Monosaturated oils like those contained in extra virgin olive oil and avocados will become an important part of your diet. Avoid trans fats used in foods which have a long shelf life eg pies, donuts etc . Poly unsaturated oils like canola, sunflower, soya bean and safflower are off the list. The latter are potentially subject to oxidation which places an increased oxidative stress on your cells.
“Grazing” is better than eating discrete meals
Intermittent fasting should be introduced so that it becomes a habit after a month. This is the practice of compressing your eating into a <12 hour period so you have at > 12 hours of overnight fast. See the article on our website at www.nutritionsciencegroup.com called “A Diet Strategy That Counts Time, Not Calories”.
Maximize your intake of fruit and vegetables. Fibre is fantastic for health through the establishment and maintenance of a robust and diverse population of friendly bacteria in the gut. Work up to maximizing your vegetable intake over a 7 day period. Work up to having vegetables as 70% of your diet, eating 5 different types of vegetable with different colours for their polyphenol content. Children love “ticking off” the 3 different colours red, green and purple each day. Practicalities are that you should eat the vegetables that you like. Eating them cooked in a frying pan in butter or extra virgin olive oil or coconut oil improves their palatability compared with steaming. Ideally maximize the above the ground vegetables like broccoli and cauliflower and minimize the root vegetables like onion as they contain more starch.

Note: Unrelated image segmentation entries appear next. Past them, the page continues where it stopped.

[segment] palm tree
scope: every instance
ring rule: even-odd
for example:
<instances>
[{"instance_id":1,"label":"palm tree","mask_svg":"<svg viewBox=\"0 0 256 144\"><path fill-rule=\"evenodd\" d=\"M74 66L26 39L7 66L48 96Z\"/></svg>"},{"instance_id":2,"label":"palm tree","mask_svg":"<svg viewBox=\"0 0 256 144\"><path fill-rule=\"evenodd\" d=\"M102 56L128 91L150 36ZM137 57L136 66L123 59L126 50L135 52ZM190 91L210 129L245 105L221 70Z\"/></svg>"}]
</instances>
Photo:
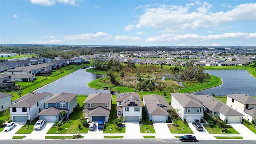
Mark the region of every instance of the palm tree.
<instances>
[{"instance_id":1,"label":"palm tree","mask_svg":"<svg viewBox=\"0 0 256 144\"><path fill-rule=\"evenodd\" d=\"M123 86L124 86L124 72L123 71L120 72L120 76L121 76L123 80Z\"/></svg>"}]
</instances>

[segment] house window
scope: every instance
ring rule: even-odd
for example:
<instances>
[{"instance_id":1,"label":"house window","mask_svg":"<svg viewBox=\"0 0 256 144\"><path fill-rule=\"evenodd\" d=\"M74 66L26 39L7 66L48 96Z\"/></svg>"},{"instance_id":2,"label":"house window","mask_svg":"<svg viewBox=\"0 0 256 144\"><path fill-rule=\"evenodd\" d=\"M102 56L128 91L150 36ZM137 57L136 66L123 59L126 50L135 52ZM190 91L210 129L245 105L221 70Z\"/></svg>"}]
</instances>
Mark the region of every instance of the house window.
<instances>
[{"instance_id":1,"label":"house window","mask_svg":"<svg viewBox=\"0 0 256 144\"><path fill-rule=\"evenodd\" d=\"M190 108L187 108L187 112L190 112Z\"/></svg>"},{"instance_id":2,"label":"house window","mask_svg":"<svg viewBox=\"0 0 256 144\"><path fill-rule=\"evenodd\" d=\"M12 108L12 112L17 112L16 108Z\"/></svg>"},{"instance_id":3,"label":"house window","mask_svg":"<svg viewBox=\"0 0 256 144\"><path fill-rule=\"evenodd\" d=\"M196 108L196 112L201 112L201 108Z\"/></svg>"},{"instance_id":4,"label":"house window","mask_svg":"<svg viewBox=\"0 0 256 144\"><path fill-rule=\"evenodd\" d=\"M88 104L88 108L92 108L93 107L93 104L89 103Z\"/></svg>"},{"instance_id":5,"label":"house window","mask_svg":"<svg viewBox=\"0 0 256 144\"><path fill-rule=\"evenodd\" d=\"M249 104L246 104L245 105L245 108L249 108Z\"/></svg>"},{"instance_id":6,"label":"house window","mask_svg":"<svg viewBox=\"0 0 256 144\"><path fill-rule=\"evenodd\" d=\"M139 112L140 111L140 108L136 107L134 108L134 112Z\"/></svg>"},{"instance_id":7,"label":"house window","mask_svg":"<svg viewBox=\"0 0 256 144\"><path fill-rule=\"evenodd\" d=\"M27 112L27 108L22 108L22 112Z\"/></svg>"},{"instance_id":8,"label":"house window","mask_svg":"<svg viewBox=\"0 0 256 144\"><path fill-rule=\"evenodd\" d=\"M66 104L65 103L60 104L60 108L66 108Z\"/></svg>"},{"instance_id":9,"label":"house window","mask_svg":"<svg viewBox=\"0 0 256 144\"><path fill-rule=\"evenodd\" d=\"M129 112L129 108L127 108L127 107L125 108L125 111Z\"/></svg>"}]
</instances>

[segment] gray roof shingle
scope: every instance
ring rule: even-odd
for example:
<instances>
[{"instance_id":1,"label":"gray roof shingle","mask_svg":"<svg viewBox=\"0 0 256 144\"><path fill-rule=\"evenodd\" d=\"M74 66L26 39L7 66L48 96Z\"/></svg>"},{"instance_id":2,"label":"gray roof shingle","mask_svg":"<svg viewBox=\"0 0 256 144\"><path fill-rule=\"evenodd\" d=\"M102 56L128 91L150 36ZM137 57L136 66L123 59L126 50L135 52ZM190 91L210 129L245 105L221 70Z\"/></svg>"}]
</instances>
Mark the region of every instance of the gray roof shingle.
<instances>
[{"instance_id":1,"label":"gray roof shingle","mask_svg":"<svg viewBox=\"0 0 256 144\"><path fill-rule=\"evenodd\" d=\"M171 107L163 96L156 94L143 96L146 106L149 114L168 115L167 111L171 110Z\"/></svg>"}]
</instances>

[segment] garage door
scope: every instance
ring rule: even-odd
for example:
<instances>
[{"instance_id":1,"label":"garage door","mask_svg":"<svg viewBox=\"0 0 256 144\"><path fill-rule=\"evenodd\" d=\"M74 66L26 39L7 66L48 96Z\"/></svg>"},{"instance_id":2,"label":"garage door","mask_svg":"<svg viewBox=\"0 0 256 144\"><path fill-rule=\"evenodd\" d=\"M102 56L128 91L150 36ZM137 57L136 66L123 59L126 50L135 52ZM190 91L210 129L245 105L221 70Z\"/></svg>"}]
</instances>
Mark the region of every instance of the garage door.
<instances>
[{"instance_id":1,"label":"garage door","mask_svg":"<svg viewBox=\"0 0 256 144\"><path fill-rule=\"evenodd\" d=\"M126 116L126 122L138 122L139 116Z\"/></svg>"},{"instance_id":2,"label":"garage door","mask_svg":"<svg viewBox=\"0 0 256 144\"><path fill-rule=\"evenodd\" d=\"M98 122L100 120L105 121L105 116L92 116L92 118L93 122Z\"/></svg>"},{"instance_id":3,"label":"garage door","mask_svg":"<svg viewBox=\"0 0 256 144\"><path fill-rule=\"evenodd\" d=\"M152 116L152 121L153 122L166 121L166 116Z\"/></svg>"},{"instance_id":4,"label":"garage door","mask_svg":"<svg viewBox=\"0 0 256 144\"><path fill-rule=\"evenodd\" d=\"M186 116L186 122L194 122L195 120L200 120L200 116Z\"/></svg>"},{"instance_id":5,"label":"garage door","mask_svg":"<svg viewBox=\"0 0 256 144\"><path fill-rule=\"evenodd\" d=\"M27 122L28 116L14 116L13 121L14 122Z\"/></svg>"},{"instance_id":6,"label":"garage door","mask_svg":"<svg viewBox=\"0 0 256 144\"><path fill-rule=\"evenodd\" d=\"M56 120L56 116L40 116L40 118L44 118L46 122L55 122Z\"/></svg>"},{"instance_id":7,"label":"garage door","mask_svg":"<svg viewBox=\"0 0 256 144\"><path fill-rule=\"evenodd\" d=\"M228 117L228 122L240 122L241 120L241 117Z\"/></svg>"}]
</instances>

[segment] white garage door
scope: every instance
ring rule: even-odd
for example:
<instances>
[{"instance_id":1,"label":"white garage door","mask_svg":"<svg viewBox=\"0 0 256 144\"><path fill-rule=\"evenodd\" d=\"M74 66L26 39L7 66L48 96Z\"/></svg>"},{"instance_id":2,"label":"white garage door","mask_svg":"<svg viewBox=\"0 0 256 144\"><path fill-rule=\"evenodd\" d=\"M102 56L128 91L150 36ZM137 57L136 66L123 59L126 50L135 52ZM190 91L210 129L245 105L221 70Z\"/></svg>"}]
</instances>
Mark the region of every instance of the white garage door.
<instances>
[{"instance_id":1,"label":"white garage door","mask_svg":"<svg viewBox=\"0 0 256 144\"><path fill-rule=\"evenodd\" d=\"M241 117L228 117L228 122L240 122L241 120Z\"/></svg>"},{"instance_id":2,"label":"white garage door","mask_svg":"<svg viewBox=\"0 0 256 144\"><path fill-rule=\"evenodd\" d=\"M200 121L200 117L193 116L186 116L186 122L194 122L195 120L199 120L199 122Z\"/></svg>"},{"instance_id":3,"label":"white garage door","mask_svg":"<svg viewBox=\"0 0 256 144\"><path fill-rule=\"evenodd\" d=\"M153 122L166 121L166 116L152 116L152 121Z\"/></svg>"},{"instance_id":4,"label":"white garage door","mask_svg":"<svg viewBox=\"0 0 256 144\"><path fill-rule=\"evenodd\" d=\"M56 116L40 116L40 118L44 118L46 122L55 122L56 121Z\"/></svg>"}]
</instances>

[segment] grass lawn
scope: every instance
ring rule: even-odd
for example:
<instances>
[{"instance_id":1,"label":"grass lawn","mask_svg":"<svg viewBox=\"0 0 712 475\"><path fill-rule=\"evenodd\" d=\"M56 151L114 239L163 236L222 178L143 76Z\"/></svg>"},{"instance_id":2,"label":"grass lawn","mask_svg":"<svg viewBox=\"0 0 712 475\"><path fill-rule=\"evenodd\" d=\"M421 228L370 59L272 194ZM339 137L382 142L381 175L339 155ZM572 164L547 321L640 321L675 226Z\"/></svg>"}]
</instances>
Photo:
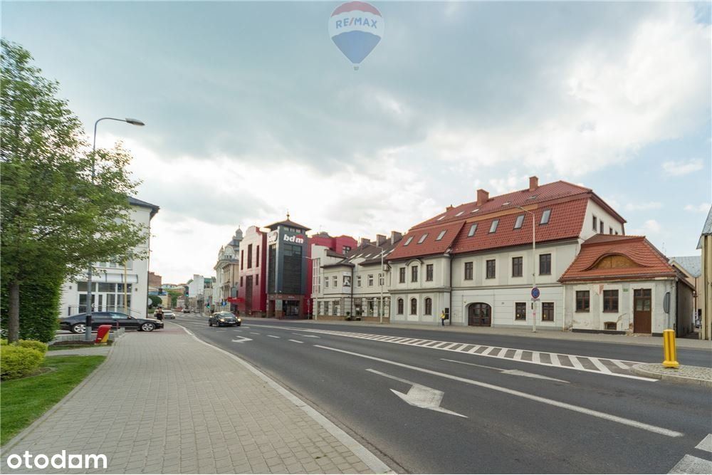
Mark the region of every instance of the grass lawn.
<instances>
[{"instance_id":1,"label":"grass lawn","mask_svg":"<svg viewBox=\"0 0 712 475\"><path fill-rule=\"evenodd\" d=\"M58 402L105 357L47 356L42 367L55 370L0 382L0 445Z\"/></svg>"}]
</instances>

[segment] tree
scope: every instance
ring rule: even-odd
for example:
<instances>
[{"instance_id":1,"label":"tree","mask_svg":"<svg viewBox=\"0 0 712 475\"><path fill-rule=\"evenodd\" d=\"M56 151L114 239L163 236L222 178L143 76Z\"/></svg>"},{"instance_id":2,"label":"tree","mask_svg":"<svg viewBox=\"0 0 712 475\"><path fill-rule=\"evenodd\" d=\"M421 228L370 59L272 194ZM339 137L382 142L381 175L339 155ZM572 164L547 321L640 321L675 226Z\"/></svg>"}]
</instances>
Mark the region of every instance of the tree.
<instances>
[{"instance_id":1,"label":"tree","mask_svg":"<svg viewBox=\"0 0 712 475\"><path fill-rule=\"evenodd\" d=\"M140 259L147 235L130 217L138 185L126 169L130 155L120 145L92 154L80 121L56 97L58 83L21 46L3 39L0 48L0 271L11 342L22 285L61 285L93 262Z\"/></svg>"}]
</instances>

Making vegetable and fruit smoothies has helped me to increase my fibre intake. Frozen blueberries, strawberries, blackberries etc are a lot cheaper than their fresh counterpart.
Why have we got this obesity problem?
If you think about the men and women in a cave hundreds of thousands of years ago, they did not have the plentiful supply of food that most of us in the Western world have today. In addition the food supply was intermittent, especially during winter if they lived in a country where it snowed. Because they were hunter gatherers they were active daily. We as a species in the western world do not get enough exercise. Our bodies have evolved to need exercise. When we don't give our bodies enough exercise things go wrong.
Is the problem going to go away?
Can't the government do something about it?
What is our best chance of success?
Smoking was considered acceptable in the 1960s, despite the fact that scientists knew that it was causing cancer. We need to slowly educate, starting in primary schools, and make people aware of the problems associated with obesity. We should make heroes out of people who are able to maintain a non obese state. I am concerned to see that more and more TV advertisements are now using people who are overweight.